Dead week: Saratoga’s myth

November 14, 2016 — by Elizabeth Lee

Junior reveals unfortunate truth behind Dead Week.

During dead week, the week prior to finals week, students are not given any homework or tests so that they can dedicate their time to study for finals.

Or so we’d like to believe. For the most part, dead week here is nonexistent and is merely another week when students still have tests and, only if they are extremely lucky, a little less work.

By contrast, at other schools, like Lynbrook, students are given the entire week to review and prepare for finals without homework. As a result, students enjoy a large advantage going into their tests, while also facing comparatively less stress.

Having a true dead week would provide many benefits for students, which includes easing the high amounts of stress students already endure.

Last year, most teachers continued to assign homework during dead week, claiming that these assignments were a way to review for the final. Although the work did contain material that would be included in the final, it seemed to do more harm than good, since these assignments sometimes amounted to mere busywork that took time away from focusing on the difficult concepts that students still needed to practice.

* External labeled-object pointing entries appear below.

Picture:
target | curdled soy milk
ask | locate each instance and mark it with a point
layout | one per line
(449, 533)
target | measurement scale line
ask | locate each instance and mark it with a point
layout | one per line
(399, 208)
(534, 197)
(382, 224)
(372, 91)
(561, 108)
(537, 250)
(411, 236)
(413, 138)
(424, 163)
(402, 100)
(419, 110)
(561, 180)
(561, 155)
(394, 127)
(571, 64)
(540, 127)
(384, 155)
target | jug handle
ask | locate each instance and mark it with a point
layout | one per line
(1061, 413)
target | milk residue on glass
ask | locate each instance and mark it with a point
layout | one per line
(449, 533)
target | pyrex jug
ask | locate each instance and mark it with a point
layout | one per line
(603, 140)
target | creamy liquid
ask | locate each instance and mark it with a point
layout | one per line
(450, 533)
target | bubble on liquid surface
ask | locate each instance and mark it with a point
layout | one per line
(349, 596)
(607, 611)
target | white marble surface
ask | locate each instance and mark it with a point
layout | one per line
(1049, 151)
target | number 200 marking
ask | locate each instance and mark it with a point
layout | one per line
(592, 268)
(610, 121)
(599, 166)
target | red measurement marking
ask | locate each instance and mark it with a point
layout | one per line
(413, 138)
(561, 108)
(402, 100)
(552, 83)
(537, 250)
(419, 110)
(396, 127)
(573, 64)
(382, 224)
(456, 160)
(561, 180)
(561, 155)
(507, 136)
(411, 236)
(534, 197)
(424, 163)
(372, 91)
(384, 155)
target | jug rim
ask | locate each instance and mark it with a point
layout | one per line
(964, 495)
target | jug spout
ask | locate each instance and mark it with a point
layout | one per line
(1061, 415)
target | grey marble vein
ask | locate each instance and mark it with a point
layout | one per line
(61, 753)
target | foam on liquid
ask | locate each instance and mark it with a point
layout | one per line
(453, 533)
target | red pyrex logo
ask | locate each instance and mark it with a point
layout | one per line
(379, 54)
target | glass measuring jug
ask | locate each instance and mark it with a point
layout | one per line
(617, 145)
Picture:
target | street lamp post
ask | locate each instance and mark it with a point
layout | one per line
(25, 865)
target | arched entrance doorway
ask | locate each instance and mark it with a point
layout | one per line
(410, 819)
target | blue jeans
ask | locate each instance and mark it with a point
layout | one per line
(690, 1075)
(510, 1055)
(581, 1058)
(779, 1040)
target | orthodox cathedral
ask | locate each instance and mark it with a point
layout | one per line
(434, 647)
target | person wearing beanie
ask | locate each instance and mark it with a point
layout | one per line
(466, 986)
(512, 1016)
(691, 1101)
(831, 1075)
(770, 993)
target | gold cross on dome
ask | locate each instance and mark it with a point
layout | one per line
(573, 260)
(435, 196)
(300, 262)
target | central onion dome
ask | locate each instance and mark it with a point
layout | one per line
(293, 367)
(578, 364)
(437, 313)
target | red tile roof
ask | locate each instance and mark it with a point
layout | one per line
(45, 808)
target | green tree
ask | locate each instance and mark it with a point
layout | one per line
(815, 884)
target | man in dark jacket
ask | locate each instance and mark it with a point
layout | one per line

While some teachers may have no choice but to assign work and tests during dead week to meet curriculum requirements, those who consistently assign homework during dead week could benefit from better lesson planning.

Additionally, by the time dead week comes around, grades will not have been fully updated due to the additional work given, serving as a disadvantage for students who want to know how well they must do on the final to acquire a certain grade.

Since countless other schools provide a true dead week for their students and its effects are greatly beneficial, there should be a greater effort to implement an actual dead week here to bring it back from the dead.